De l’impossible coordination sur la livraison de masques jusqu’aux ratés de la campagne vaccinale : une profonde crise de légitimité démocratique frappe les dirigeants européens. Pendant que la Covid-19 est parvenue à imposer le repli national et à distendre la solidarité entre États, les forces eurosceptiques se réjouissent de ces doutes croissants envers les instances européennes.
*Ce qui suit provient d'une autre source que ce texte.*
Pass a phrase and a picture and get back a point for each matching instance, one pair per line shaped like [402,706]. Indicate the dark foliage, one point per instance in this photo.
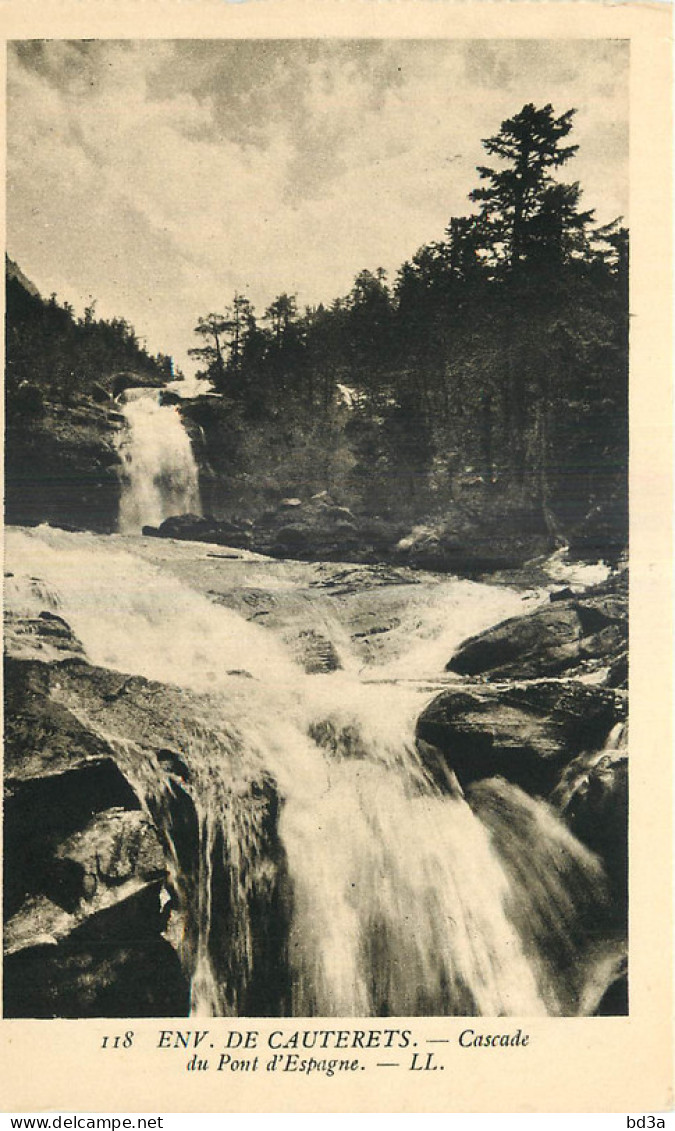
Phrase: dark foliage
[498,357]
Certains pays, comme la Hongrie de Viktor Orban ou, plus récemment, la Pologne de Jaroslaw Kaczynski, avaient de longue date fait de l’érosion des principes fondateurs de l’UE, une trame essentielle de leur projet politique. Cette pandémie leur a donné des ailes. En perturbant l’équilibre des pouvoirs, en ciblant la société civile et en muselant les médias ; ils entendent déliter le socle commun sur lequel repose le projet européen.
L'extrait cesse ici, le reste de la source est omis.